Background: Chest CT is widely used in clinical diagnosis and efficacy evaluation of CAP. While repeated chest CT examinations to evaluate dynamic changes in chest CT images in a short period of time is a common phenomenon, it causes a lot of waste of medical resources, and due to the large dose of CT radiation, it can cause some harm to the human body. The purpose of this study is to establish a new model to predict the dynamic chest CT image changes of CAP patients by analyzing the age, smoking history, and serum inflammatory markers.

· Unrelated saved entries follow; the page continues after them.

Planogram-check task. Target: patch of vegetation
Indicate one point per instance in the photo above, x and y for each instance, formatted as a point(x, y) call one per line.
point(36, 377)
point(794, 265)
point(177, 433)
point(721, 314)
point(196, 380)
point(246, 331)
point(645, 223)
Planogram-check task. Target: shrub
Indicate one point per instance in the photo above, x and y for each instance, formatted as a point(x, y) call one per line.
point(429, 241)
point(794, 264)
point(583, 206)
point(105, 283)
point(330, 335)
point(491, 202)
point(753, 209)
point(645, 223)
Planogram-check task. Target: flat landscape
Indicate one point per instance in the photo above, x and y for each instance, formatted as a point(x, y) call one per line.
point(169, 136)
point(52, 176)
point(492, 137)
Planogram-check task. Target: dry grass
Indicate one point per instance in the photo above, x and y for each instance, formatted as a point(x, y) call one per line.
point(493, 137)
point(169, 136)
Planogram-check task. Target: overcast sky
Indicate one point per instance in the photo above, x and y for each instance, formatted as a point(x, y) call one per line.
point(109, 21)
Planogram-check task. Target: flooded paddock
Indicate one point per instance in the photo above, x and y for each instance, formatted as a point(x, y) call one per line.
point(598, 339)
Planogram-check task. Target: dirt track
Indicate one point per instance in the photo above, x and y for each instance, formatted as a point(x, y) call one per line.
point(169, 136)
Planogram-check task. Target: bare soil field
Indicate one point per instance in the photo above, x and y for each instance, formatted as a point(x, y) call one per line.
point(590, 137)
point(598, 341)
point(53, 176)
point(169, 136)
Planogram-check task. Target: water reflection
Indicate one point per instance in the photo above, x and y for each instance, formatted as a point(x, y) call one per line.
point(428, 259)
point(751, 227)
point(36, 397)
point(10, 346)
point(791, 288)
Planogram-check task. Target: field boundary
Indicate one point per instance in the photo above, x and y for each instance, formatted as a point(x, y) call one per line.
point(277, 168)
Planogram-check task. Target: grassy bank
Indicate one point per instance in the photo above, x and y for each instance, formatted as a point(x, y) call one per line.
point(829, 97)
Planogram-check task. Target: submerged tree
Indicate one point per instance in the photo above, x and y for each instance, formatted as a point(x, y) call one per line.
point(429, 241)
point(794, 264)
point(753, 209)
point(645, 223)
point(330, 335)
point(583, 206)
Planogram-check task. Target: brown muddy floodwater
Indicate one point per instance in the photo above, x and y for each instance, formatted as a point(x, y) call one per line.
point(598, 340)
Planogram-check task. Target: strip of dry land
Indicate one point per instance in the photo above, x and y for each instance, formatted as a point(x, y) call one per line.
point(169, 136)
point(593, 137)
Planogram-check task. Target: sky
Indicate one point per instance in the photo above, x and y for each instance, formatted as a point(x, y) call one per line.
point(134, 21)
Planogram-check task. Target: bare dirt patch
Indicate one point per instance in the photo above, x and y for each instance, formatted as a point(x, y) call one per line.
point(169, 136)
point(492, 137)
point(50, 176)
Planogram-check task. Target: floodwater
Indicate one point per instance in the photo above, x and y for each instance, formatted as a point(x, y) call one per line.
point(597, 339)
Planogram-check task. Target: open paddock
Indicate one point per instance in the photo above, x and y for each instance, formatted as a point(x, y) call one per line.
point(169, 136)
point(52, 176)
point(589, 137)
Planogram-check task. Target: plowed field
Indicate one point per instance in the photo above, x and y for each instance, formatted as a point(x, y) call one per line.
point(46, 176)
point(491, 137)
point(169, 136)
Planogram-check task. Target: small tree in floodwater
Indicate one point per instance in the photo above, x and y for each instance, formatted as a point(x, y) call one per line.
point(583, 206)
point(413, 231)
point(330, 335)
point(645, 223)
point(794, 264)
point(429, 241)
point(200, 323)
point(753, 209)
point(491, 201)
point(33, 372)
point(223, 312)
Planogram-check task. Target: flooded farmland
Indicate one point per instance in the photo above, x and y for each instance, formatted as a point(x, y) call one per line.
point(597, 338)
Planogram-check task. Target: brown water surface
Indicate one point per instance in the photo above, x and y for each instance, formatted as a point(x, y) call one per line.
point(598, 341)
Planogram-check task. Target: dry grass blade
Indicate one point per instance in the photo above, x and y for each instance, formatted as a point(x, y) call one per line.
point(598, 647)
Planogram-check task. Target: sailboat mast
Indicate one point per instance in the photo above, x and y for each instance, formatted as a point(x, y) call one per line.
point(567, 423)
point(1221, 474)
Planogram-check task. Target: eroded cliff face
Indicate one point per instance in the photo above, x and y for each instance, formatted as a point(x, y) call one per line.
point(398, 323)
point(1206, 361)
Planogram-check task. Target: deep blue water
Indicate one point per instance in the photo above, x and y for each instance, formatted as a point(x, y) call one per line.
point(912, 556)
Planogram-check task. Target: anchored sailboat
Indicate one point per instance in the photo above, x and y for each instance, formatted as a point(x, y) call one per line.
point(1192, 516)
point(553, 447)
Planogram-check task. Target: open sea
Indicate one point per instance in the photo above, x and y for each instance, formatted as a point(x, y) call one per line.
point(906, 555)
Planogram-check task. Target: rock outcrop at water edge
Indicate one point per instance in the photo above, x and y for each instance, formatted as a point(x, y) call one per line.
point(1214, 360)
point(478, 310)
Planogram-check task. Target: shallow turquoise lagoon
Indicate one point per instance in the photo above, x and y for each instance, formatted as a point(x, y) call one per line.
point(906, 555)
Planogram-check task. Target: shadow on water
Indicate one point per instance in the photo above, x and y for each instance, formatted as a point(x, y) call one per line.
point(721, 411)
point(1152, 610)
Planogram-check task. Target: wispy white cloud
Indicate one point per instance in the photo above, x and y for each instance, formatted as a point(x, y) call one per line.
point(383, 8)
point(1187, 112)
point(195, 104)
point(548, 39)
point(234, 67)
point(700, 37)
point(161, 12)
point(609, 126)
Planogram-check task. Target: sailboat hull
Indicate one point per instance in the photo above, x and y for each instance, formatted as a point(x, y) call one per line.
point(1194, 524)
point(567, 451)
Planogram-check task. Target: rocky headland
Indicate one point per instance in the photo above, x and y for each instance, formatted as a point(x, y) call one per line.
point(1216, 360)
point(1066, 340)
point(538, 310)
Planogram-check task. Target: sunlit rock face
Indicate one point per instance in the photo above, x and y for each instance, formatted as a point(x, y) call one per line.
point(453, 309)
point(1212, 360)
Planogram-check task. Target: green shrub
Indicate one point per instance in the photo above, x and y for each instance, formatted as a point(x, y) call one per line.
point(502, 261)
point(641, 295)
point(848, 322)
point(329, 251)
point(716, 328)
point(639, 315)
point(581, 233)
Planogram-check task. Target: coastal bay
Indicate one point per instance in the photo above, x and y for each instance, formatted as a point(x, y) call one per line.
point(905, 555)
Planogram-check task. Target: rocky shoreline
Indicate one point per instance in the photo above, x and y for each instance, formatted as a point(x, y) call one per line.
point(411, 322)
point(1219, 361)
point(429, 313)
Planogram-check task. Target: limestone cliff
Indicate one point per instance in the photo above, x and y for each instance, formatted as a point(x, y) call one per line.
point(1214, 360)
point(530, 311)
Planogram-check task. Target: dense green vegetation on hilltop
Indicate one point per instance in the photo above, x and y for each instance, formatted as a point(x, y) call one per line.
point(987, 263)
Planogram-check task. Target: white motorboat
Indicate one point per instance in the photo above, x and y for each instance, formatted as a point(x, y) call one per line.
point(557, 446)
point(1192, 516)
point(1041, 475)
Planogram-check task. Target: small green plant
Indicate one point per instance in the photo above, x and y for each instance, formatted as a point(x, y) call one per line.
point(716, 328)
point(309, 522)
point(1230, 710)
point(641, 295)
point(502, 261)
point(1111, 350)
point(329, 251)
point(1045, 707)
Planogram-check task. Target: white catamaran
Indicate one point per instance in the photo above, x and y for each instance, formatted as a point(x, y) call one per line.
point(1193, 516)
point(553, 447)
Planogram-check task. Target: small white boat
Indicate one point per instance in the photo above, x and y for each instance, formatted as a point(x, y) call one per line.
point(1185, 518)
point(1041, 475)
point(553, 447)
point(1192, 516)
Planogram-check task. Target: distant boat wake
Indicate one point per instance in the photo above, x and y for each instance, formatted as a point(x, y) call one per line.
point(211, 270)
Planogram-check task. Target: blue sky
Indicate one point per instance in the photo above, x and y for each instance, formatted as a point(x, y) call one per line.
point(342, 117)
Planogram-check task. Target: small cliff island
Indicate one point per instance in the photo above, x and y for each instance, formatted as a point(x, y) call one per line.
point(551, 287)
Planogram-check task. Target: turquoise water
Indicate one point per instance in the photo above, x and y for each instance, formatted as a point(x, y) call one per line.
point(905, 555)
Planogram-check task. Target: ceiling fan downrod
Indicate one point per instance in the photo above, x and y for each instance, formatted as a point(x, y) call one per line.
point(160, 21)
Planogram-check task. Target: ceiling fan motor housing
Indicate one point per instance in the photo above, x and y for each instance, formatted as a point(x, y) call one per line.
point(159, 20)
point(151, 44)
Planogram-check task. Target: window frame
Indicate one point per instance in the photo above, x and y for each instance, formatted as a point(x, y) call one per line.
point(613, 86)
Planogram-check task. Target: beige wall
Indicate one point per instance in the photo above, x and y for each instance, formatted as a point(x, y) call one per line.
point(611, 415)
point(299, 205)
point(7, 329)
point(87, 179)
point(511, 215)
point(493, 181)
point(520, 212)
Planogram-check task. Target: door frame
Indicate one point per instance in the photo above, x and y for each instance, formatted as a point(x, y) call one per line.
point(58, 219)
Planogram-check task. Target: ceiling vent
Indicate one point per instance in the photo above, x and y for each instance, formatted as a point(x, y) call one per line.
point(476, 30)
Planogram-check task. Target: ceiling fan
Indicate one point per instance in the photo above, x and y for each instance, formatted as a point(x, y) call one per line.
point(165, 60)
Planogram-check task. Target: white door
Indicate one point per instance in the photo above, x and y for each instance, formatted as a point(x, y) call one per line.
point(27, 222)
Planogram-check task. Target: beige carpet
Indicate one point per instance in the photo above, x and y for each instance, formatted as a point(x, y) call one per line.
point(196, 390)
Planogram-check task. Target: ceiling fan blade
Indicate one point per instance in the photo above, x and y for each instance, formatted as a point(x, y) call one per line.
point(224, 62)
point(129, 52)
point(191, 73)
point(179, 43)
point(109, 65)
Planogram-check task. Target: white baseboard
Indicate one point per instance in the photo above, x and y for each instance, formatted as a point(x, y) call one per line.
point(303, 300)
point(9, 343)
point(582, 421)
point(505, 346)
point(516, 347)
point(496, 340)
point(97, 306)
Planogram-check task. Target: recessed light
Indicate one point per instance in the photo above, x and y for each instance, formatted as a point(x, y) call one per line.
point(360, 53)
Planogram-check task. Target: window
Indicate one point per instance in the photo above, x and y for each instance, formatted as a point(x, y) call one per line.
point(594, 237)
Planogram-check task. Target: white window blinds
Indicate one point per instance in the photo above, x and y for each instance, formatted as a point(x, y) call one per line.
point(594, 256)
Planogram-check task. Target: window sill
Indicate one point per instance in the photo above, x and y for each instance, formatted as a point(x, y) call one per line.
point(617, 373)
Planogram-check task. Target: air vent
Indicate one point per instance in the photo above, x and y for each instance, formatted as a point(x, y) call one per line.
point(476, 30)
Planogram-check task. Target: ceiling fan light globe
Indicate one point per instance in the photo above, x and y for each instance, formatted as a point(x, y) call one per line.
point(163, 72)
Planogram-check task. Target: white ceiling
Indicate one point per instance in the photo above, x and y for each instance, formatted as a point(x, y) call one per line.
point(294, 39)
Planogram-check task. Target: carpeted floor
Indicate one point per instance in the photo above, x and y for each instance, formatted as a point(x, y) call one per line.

Methods: This is a retrospective study. All patients had received chest CT scan and serum inflammatory indexes were measured, including procalcitonin (PCT), high-sensitivity C-reactive protein (hs-CRP), white blood cell (WBC) and erythrocyte sedimentation rate (ESR). The second chest CT examination was performed after a week of treatment. General information on the medical record was also recorded (including age, smoking history, drinking history, and others). Main outcome measures were the changes of chest CT images, including absorption and non-absorption (including patients with progressive inflammation). Single factor analysis and two-dimensional logistic regression analysis were used to explore the independent risk factors of the new CT image change prediction model for CAP patients. ROC was used to evaluate the sensitivity and specificity of the new model.
Results: Among 220 patients with CAP, 150 patients had absorption in chest CT after a week of treatment (150/220), the remaining 70 patients had no absorption or even progression (70/220). Age, PCT, and smoking history were independent risk factors for inflammatory absorption. The AUC of ROC curve was 0.89 (95% CI 0.83 - 0.94), the sensitivity was 88.70%, and the specificity was 80.00%.
Conclusions: A new prediction model consists of serum PCT, age, and smoking history has high specificity and sensitivity in predicting dynamic CT changes in adult CAP patients.